After googling “coalition of the willing” I fear it may be too hard to rehabilitate the phrase. But it would be nice use it to sum up a strategy that can work rather well: work with the active volunteers don’t get too hung up the less enthusiastic (often those “resistors” are figments of our imagination anyway).
Phil Dourado points to this video of a panel of web community founders hosted by Guy Kawasaki. Phil says
Community-based networks of common interest have the potential, it seems to me, to teach the corporate world some lessons in how to bring people together to pursue a common purpose, add value and generate income for participants.
I agree. These folks are different from many business leaders you meet. They seem to have discovered how to work in what I’m glibly calling a volunteer economy.

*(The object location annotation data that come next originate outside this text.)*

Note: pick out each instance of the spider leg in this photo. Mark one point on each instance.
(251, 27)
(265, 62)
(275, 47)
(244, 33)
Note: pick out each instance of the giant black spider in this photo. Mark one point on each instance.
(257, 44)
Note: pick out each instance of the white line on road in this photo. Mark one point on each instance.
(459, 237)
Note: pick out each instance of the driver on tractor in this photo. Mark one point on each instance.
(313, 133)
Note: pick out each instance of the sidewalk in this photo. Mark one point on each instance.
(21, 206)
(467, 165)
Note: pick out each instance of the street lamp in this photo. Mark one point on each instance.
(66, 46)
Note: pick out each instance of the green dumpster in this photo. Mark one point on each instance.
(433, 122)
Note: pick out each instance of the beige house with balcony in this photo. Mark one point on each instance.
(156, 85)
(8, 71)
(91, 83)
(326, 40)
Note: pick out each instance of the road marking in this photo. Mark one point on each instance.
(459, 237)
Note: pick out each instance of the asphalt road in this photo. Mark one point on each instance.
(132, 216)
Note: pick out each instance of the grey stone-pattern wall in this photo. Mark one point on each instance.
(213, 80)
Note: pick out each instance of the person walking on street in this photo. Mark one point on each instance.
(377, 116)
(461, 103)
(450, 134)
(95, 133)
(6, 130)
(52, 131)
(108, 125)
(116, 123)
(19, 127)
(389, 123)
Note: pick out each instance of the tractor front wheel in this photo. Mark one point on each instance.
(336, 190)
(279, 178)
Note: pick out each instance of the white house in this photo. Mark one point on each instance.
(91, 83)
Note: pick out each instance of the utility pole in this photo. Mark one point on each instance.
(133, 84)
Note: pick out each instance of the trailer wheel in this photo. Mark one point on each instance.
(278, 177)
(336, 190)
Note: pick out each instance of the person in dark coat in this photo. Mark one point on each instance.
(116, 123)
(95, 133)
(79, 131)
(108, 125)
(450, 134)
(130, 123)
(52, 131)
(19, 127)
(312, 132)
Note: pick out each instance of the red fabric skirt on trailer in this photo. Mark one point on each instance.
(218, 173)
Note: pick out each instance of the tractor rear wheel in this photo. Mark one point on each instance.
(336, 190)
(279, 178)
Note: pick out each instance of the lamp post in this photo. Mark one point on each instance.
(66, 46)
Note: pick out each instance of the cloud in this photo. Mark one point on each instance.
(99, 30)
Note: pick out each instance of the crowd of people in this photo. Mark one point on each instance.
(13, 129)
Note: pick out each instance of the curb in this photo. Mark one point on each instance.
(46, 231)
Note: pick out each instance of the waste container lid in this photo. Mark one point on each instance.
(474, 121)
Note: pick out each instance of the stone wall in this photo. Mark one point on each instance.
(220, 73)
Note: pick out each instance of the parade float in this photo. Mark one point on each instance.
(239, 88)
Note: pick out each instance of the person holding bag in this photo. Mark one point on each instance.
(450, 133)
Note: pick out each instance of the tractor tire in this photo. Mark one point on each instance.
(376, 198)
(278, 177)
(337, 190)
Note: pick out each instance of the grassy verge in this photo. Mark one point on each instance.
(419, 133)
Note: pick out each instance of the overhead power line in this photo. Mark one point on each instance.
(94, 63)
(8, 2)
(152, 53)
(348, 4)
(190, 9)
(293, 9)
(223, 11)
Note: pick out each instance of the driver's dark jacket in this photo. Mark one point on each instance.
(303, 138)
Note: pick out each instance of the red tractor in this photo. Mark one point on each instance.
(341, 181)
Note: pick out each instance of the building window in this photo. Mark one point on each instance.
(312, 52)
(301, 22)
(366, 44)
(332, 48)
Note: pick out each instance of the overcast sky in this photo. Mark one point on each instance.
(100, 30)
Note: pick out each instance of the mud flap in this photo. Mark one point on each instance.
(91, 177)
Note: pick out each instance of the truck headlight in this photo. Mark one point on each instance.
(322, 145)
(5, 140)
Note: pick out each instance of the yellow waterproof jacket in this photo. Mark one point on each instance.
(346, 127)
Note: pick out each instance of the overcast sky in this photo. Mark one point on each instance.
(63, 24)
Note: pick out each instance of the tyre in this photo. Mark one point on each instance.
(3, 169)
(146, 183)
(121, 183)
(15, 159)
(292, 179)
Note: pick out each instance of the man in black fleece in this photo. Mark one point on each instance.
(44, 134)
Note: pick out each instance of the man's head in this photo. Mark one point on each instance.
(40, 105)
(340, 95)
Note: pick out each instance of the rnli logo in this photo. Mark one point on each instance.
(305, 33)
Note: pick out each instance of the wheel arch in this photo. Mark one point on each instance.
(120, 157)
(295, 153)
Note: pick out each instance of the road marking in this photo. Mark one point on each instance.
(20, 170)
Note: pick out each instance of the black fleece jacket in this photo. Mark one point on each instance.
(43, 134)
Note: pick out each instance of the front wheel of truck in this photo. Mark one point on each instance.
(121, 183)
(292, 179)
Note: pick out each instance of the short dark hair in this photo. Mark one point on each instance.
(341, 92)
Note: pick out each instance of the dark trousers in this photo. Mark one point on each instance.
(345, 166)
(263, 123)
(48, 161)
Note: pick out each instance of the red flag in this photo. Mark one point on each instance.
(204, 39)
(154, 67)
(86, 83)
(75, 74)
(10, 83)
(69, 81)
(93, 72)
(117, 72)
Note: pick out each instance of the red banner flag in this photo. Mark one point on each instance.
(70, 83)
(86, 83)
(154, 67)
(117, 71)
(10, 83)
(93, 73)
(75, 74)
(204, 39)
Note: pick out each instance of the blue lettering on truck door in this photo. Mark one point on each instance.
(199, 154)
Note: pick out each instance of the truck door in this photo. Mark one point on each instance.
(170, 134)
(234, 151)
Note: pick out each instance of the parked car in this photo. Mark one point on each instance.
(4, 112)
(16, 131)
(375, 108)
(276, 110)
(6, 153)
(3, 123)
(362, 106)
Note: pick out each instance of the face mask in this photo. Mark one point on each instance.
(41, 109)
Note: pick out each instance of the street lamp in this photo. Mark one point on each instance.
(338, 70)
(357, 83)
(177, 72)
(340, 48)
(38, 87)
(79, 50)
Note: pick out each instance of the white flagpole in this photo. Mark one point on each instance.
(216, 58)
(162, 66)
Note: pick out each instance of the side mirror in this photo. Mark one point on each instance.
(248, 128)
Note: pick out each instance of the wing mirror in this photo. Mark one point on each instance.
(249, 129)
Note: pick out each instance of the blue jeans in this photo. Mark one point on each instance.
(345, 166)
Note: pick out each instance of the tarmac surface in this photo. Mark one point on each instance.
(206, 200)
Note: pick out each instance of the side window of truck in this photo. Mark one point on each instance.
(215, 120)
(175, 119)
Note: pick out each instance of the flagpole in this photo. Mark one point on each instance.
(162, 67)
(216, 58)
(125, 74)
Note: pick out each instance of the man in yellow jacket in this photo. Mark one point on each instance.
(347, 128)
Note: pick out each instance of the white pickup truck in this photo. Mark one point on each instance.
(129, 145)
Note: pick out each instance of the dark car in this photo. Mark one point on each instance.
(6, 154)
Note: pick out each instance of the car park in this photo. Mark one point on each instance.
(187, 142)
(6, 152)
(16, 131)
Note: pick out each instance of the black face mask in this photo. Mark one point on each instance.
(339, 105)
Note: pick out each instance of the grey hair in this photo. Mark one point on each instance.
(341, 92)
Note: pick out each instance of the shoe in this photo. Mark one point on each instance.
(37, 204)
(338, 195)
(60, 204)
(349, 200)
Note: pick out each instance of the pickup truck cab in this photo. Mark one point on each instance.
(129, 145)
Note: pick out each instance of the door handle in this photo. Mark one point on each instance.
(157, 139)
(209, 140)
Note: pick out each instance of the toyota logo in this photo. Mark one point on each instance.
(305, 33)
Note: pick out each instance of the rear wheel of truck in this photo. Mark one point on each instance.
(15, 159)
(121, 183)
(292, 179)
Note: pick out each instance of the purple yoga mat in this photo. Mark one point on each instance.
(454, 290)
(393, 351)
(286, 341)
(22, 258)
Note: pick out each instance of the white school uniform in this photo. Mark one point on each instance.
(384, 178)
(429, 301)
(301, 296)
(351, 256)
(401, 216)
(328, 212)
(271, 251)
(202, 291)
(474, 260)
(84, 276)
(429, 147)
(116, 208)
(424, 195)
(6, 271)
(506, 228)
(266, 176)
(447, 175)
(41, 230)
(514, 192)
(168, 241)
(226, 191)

There’s a bit of credibilty gap when trying to convey this to corporates. I regularly experience that gap when talking to corporates about Open Space. It tends to bring to the surface unspoken assumptions about the willingness and ability of one’s fellow man to collaborate productively. It’s often a surprise to find how little carrot or stick is needed once you set up a reasonably transparent, non-very-hierarchical framework and focus your energy on the willing.
And then you realise that, the leaders, hitherto sceptical, are usually just as pleased to work within the space as the group formerly known as the followers. In the right context, most folks can move beyond the stereoptypes of formal hierarchy and get along fine.